Commercial Real-estate Gives you More Access to More Capital

It has been my experience which it is somewhat easier to raise larger quantities of capital (under $3M) for a commercial deal than it is to raise $150,000 for a residential deal. As a residential investor your access to capital is limited primarily to traditional financing, hard-money lenders, and private money from individual investors. If you're unable to raise capital from one of these three avenues, in which case you are forced to acquire property in more of a creative manner with owner financing, subject to strategies, lease options, etc. This in itself just isn't a bad thing, but unfortunately you shall have to walk away from some really good deals that can not be acquired with creative financing techniques.

In commercial real estate it is more common for investors to pool their capital together and syndicate deals, you shall also find that smaller private equity firms and finance businesses are more inclined to do joint venture projects and provide the needed capital to accomplish the deal in the event the deal makes sense. So as a commercial investor you've got the possibility to raise capital for a deal from the same sources as residential projects such as: Traditional Financing and Hard money, and also you could access capital through smaller private equity firms, hedge funds, private REITs, investment groups, and also the list goes on.

There also appears to be a sense of intrigue and prestige in relation to investing in commercial deals. Perhaps, because of their state of the present buying commercial real estate market, it appears investors are trending more toward investing in commercial projects.

Commercial Real estate is Less Competitive

Whenever you consider it from a marketing perspective, most investors target residential property owners, thus making the residential market more competitive. In several arenas, from industry news sources, the Net, all of the "We Buy Houses" signs virtually on every street corner, there are plenty of marketing tactics targeting residential property owners. If you take the same marketing strategies discussed and apply them to commercial real-estate, you will probably find you are the ONLY person contacting these commercial property owners in regards to selling their property. Most commercial properties under $5 million have a tendency to be too large for many residential investors, yet too small for many institutional investors.

Commercial Real estate allows for "Forced" Appreciation

Residential properties are usually valued determined by other comparable properties that have sold within the area and also are similar in features. Should the "comps" for a 3 bedroom/2 bathroom house in a particular neighborhood is roughly one hundred thousand dollars, then your property is probably going to be worth one hundred thousand dollars. It doesn't matter too much if your target property has additional features, or maybe if your house is getting $900 a month in rent rather than the house down the road that is only renting for $700 a month. Things considered, your property will still be valued pretty close to the "comps" of the place.
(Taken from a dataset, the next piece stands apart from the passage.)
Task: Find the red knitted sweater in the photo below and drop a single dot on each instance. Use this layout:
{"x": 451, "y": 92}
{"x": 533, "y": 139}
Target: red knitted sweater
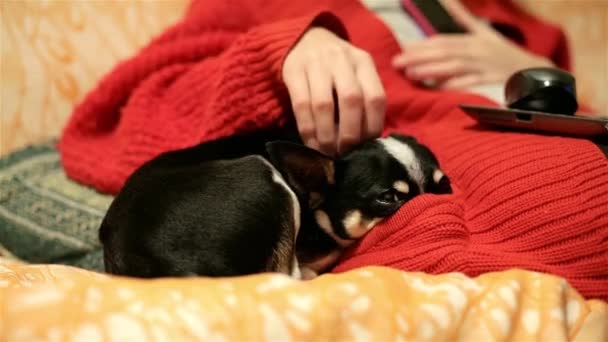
{"x": 521, "y": 200}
However, in commercial real estate, the valuation of a property is in accordance with the revenue that the property generates. Essentially, commercial properties will still be subject to the "comps" of the area as it pertains to "How" that revenue is valued when it comes to capitalization rates. Still, the overall premise is that, the more revenue a property generates, the more that property is worth.

As such, as a way to "force" the appreciation of your commercial property, you will need to seek out additional ways to improve the revenue that the property generates. A small rise in revenue can raise the value of a property significantly determined by the "Cap Rates" within the area for that type of commercial real estate. Unfortunately, with residential real-estate this is not a choice while you really can not force appreciation. Your property will be valued in the general array of the market comps.